It is possible to have glaucoma and not even know it. The condition slowly damages the eye’s optic nerve, and people with it usually lose vision before they notice a problem.
Primary open-angle glaucoma is the most common type of glaucoma. Fluid in the eye does not drain properly and pressure grows, eventually leading to damage of the optic nerve. The optic nerve is an important link between your eyes and brain.
This type of glaucoma first takes away your side vision or peripheral vision – so it can be rather elusive. Over time, however, it may begin to impact central vision, or what you see in front of you.
Once vision is lost from glaucoma, it cannot be restored. Doctors don’t even really know how to stop it from developing.
There are, however, some ways to prevent serious vision loss and blindness from glaucoma.
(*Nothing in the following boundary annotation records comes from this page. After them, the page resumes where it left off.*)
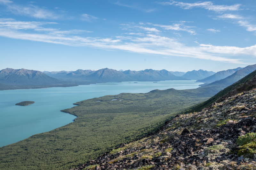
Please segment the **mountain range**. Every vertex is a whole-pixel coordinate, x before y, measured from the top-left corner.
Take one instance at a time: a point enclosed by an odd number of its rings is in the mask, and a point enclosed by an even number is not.
[[[175,76],[166,70],[156,70],[146,69],[139,71],[130,70],[118,71],[107,68],[97,71],[79,69],[69,72],[47,72],[48,75],[60,80],[72,82],[78,84],[87,84],[89,82],[106,82],[128,81],[158,81],[165,80],[187,80],[188,79]]]
[[[45,85],[63,83],[38,71],[7,68],[0,71],[0,83],[14,85]]]
[[[188,79],[200,80],[211,76],[215,73],[213,71],[208,71],[201,69],[197,71],[194,70],[191,71],[188,71],[181,77]]]
[[[202,80],[197,80],[198,82],[210,83],[217,80],[220,80],[226,78],[227,77],[233,74],[235,72],[239,70],[244,68],[238,67],[234,69],[229,69],[226,70],[219,71],[213,75],[209,76]]]
[[[36,70],[7,68],[0,71],[0,90],[77,86]]]
[[[237,70],[224,79],[215,81],[203,87],[215,86],[222,89],[236,82],[255,70],[256,64],[248,66],[243,69]]]
[[[79,69],[74,71],[44,71],[42,73],[24,68],[15,69],[7,68],[0,71],[0,90],[69,87],[110,82],[192,79],[199,80],[197,81],[206,83],[201,85],[201,87],[214,87],[220,90],[256,69],[256,64],[248,66],[244,68],[238,67],[217,73],[202,69],[186,73],[152,69],[121,71],[107,68],[97,70]],[[176,76],[172,73],[176,75],[183,75]]]

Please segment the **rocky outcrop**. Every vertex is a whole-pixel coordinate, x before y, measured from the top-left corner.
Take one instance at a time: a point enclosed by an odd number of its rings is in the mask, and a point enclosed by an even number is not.
[[[255,89],[177,115],[156,131],[71,169],[255,169]]]

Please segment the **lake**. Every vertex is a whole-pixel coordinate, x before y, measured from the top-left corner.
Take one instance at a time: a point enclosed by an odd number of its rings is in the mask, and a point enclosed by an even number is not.
[[[173,88],[196,89],[195,80],[124,82],[97,83],[69,87],[0,91],[0,147],[48,131],[72,122],[76,117],[60,111],[77,102],[121,93],[147,93]],[[15,105],[23,101],[35,103]]]

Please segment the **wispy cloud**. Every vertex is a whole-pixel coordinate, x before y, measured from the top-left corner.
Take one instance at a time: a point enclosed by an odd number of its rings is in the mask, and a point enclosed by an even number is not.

Regular Eye Exams: Regular eye exams can help spot glaucoma early and allow for more treatment options. The earlier it is identified, the easier it can be to slow its progress. It’s a good idea to learn your family history so your doctor can assess your risk level.
Eat Well: Eating plenty of colorful fruits and vegetables can help protect your eyes. Getting vitamins and minerals from nutritious foods is more effective than supplementing with vitamins.
Exercise Carefully: Intense exercise can boost heart rate and eye pressure. If you have been diagnosed with glaucoma, stick to moderate exercise, brisk walking, and work at a pace that doesn’t get your heart rate too high. If you prefer high-intensity exercise, proper breathing technique is a must.
Protect Your Eyes: Eye injuries can boost the risk for glaucoma, so wear protective eyewear for work and sports. UV rays may also contribute to glaucoma, so getting a pair of 100% UV-blocking sunglasses is recommended.
Have Sleep Apnea Treated: There is a close link between sleep apnea and glaucoma, so treating sleep apnea may slow the progression of glaucoma.